1 October
2013
Faith Schools and the Future of Secularism
Posted in British Politics, Christianity, Civil Liberties, Conscience, Education, Human Rights, Legal Affairs, Liberty, Morality in Public, Uncategorized
With publication of a series of YouGov polls the State’s funding of religious education is once again in the news. Secularists have renewed their assault on all things religious, and public and religious leaders have responded saying that State-backed faith schools are a ‘precious right’ and that it is wrong to drag children into an ideological ‘battleground’ or to deny them the opportunity to go to some of the UK’s best schools.
Notwithstanding the close historic ties of State and established Church in England and (albeit in a different mode) Scotland, by which one might reasonably suppose all-but-automatic justification for State support of Christian schools, the cry that faith schools perform mass indoctrination at government behest is shaky to say the least. More than a few people in government (not least the Deputy Prime Minister) are anxious to send their children to top-performing (faith) schools, even if they publicly proclaim themselves (whatever about their spouses) to be atheists. The people at large are, it would seem, more pragmatic about education than is pleasing to the National Secular Society (NSS).
However, the problems presented by schools becoming overly partisan are not of a kind to which government or general public are likely to turn a blind eye, even if they were not in receipt of State funding. Any indoctrination of young minds into harmful sectarianisms must be a matter of public interest in its own right.
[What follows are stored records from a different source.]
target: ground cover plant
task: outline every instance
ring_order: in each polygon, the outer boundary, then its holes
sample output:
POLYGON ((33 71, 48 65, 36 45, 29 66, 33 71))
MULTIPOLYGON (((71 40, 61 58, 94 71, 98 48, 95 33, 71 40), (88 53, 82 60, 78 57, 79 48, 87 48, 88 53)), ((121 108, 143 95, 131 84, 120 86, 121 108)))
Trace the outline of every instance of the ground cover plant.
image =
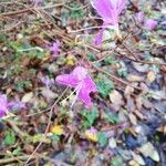
POLYGON ((164 0, 0 1, 0 165, 165 166, 164 0))

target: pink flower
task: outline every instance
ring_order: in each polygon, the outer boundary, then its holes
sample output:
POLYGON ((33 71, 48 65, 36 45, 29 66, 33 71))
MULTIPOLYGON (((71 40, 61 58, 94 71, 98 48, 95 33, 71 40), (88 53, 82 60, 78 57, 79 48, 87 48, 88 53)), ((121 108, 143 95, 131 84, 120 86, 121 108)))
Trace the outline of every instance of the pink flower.
POLYGON ((135 14, 135 18, 138 22, 143 22, 144 20, 144 12, 139 11, 135 14))
POLYGON ((153 30, 157 27, 158 22, 154 19, 147 19, 145 20, 144 22, 144 27, 147 29, 147 30, 153 30))
POLYGON ((89 107, 91 106, 91 92, 96 92, 96 85, 89 76, 87 70, 83 66, 76 66, 71 74, 56 76, 59 84, 74 87, 76 96, 89 107))
POLYGON ((33 1, 34 1, 34 7, 38 7, 42 0, 33 0, 33 1))
POLYGON ((41 81, 43 84, 45 84, 48 87, 49 86, 52 86, 54 84, 54 80, 53 79, 50 79, 49 76, 44 76, 44 77, 41 77, 41 81))
POLYGON ((100 34, 95 38, 95 44, 102 43, 103 31, 107 27, 114 25, 115 30, 118 31, 118 17, 125 8, 125 1, 126 0, 92 0, 93 8, 104 21, 100 34))
POLYGON ((53 56, 56 56, 59 54, 61 49, 60 49, 60 42, 58 40, 52 43, 52 46, 50 46, 50 51, 52 51, 53 56))
POLYGON ((8 113, 8 100, 6 94, 0 95, 0 117, 8 113))

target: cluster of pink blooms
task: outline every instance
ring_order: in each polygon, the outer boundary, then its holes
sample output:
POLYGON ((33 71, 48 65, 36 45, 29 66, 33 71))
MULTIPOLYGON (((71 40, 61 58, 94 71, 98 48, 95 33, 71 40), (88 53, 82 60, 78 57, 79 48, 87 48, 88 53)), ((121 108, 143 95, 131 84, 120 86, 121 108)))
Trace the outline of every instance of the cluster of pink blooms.
MULTIPOLYGON (((34 6, 38 7, 41 0, 33 0, 34 6)), ((103 25, 98 35, 95 38, 95 43, 101 44, 103 41, 104 30, 110 27, 115 27, 118 29, 118 19, 123 9, 125 8, 126 0, 92 0, 92 6, 96 12, 102 17, 103 25)), ((154 19, 144 19, 144 13, 138 12, 136 19, 139 22, 144 22, 144 27, 148 30, 153 30, 157 25, 157 21, 154 19)), ((52 52, 53 56, 56 56, 61 49, 60 42, 56 40, 49 46, 49 50, 52 52)), ((49 77, 44 77, 42 82, 46 86, 54 84, 54 81, 49 77)), ((96 85, 94 81, 89 75, 89 72, 83 66, 76 66, 70 74, 58 75, 55 82, 62 85, 74 87, 76 92, 76 98, 82 101, 85 106, 91 106, 91 92, 96 92, 96 85)), ((0 95, 0 117, 4 116, 9 110, 13 106, 24 107, 24 103, 21 102, 8 102, 7 95, 0 95)))
POLYGON ((126 0, 92 0, 93 8, 102 17, 103 28, 95 38, 95 44, 101 44, 106 28, 114 27, 118 31, 118 18, 125 8, 126 0))
POLYGON ((85 68, 76 66, 72 73, 56 76, 55 81, 59 84, 74 87, 77 98, 87 107, 91 106, 90 93, 96 92, 96 85, 85 68))
POLYGON ((9 102, 6 94, 0 94, 0 117, 6 116, 10 110, 23 107, 25 107, 24 103, 20 101, 9 102))
POLYGON ((61 51, 60 45, 61 45, 60 41, 56 40, 55 42, 52 43, 51 46, 49 46, 49 50, 52 52, 53 56, 59 55, 59 53, 61 51))
POLYGON ((158 24, 158 22, 154 19, 145 19, 145 14, 142 11, 136 13, 136 19, 139 23, 143 23, 143 27, 147 30, 153 30, 158 24))

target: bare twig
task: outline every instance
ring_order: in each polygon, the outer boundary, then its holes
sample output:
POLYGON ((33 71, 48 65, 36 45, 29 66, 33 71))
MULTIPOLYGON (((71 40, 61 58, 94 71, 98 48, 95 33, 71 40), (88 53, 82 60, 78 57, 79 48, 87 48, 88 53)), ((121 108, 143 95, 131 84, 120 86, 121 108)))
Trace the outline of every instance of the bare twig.
MULTIPOLYGON (((44 132, 44 137, 46 137, 46 134, 49 132, 50 125, 51 125, 51 117, 53 114, 53 110, 55 107, 55 105, 59 103, 59 101, 63 97, 63 95, 66 93, 68 87, 63 91, 63 93, 60 95, 60 97, 54 102, 54 104, 52 105, 51 110, 50 110, 50 115, 49 115, 49 122, 44 132)), ((33 153, 29 156, 29 158, 25 162, 25 165, 29 163, 29 160, 34 156, 34 154, 38 152, 39 147, 42 145, 42 141, 38 144, 38 146, 35 147, 35 149, 33 151, 33 153)))

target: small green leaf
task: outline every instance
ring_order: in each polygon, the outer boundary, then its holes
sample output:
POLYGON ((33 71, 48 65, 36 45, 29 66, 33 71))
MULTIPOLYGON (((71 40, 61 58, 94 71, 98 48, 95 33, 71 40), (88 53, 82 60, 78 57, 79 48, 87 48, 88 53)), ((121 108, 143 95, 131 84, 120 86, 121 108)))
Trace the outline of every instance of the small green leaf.
POLYGON ((94 121, 98 117, 98 111, 93 107, 92 111, 84 110, 80 113, 85 120, 82 122, 84 128, 89 128, 94 124, 94 121))
POLYGON ((105 146, 107 143, 107 137, 103 132, 97 134, 97 139, 101 146, 105 146))
POLYGON ((82 18, 84 15, 84 11, 82 8, 75 3, 71 4, 70 17, 72 19, 82 18))
POLYGON ((6 145, 13 145, 15 143, 15 135, 14 132, 10 131, 6 133, 6 137, 4 137, 4 144, 6 145))
POLYGON ((117 124, 120 123, 118 116, 116 114, 110 113, 110 114, 105 114, 105 118, 112 123, 112 124, 117 124))
POLYGON ((123 159, 121 156, 116 156, 112 159, 111 166, 123 166, 123 159))
POLYGON ((114 89, 113 82, 105 75, 98 74, 96 80, 96 86, 101 95, 106 98, 106 96, 111 93, 114 89))

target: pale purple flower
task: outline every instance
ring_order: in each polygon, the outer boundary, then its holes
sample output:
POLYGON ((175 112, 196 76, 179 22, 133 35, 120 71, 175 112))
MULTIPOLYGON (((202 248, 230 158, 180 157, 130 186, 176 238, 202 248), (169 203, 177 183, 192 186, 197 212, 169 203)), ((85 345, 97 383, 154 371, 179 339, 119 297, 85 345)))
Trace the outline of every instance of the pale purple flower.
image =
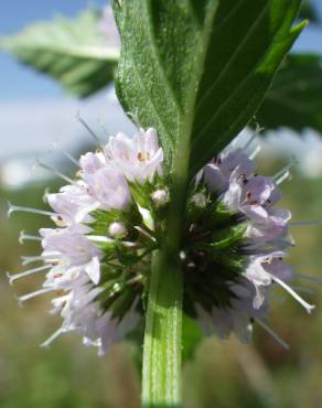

The debate hinges on twin issues: ‘discrimination’ by a public institution on the basis of a protected characteristic, namely religion or its absence; and the right of parents to bring up their children in accord with the culture in which they were formed. Secularists argue, once again ignoring the establishment of religion, that since religion must be a private matter the State should not concern itself with supporting religious institutions. The right of parents to educate their own children in the manner they wish has hitherto held sway since it is they who shoulder most of the burden of bringing up the next generation. As long as this continues, and while ‘faith schools’ continue to perform well above the national average, there is good reason to suppose that these institutions will retain support from central government.
The perennial nature of this debate serves to highlight a weakness in the secularist critique of our public life. Its stark dividing of our work, duties, beliefs and practices into categories of ‘Public’ and ‘Private’, between which there is supposedly a solid ‘wall of separation’, fails to account for ordinary life as it is lived by most people. Public duties are naturally matters of private reflection, while our private thoughts and beliefs naturally inform our public conduct. We need conscientious officials to bring private consciences to bear on public matters lest we eviscerate our public institutions of any capacity to act conscientiously. Moreover, the suggestion that there should be a blanket ban on State support of religious education implicitly, but as a necessary consequence, calls for a radical re-think of our public sphere to an extent that the NSS seems unwilling to acknowledge or even to contemplate.
Experience of religion of some kind has in fact played an important role in the lives of many millions of our people and will continue to do so for the foreseeable future. As more and more people arrive from overseas, from countries that have little experience of our native form of atheistic secularism, it is clear that religion must continue to play a part in our public discourse. But it is also true that our historic capacity for tolerance in public matters will be as necessary as ever before. The pragmatic nature of our institutions in matters of faith and politics has allowed for a stability in our public life that is the envy of many other countries. It is also true that a form of mild native secularism has played its role in creating such tolerance and stability, and we should all support a healthy secularity. Indeed, the country might benefit from what we might provocatively style a more sophisticated secularism: one that might support faith schools at the same time as promoting a healthy and robust discussion of religion and of our shared social values.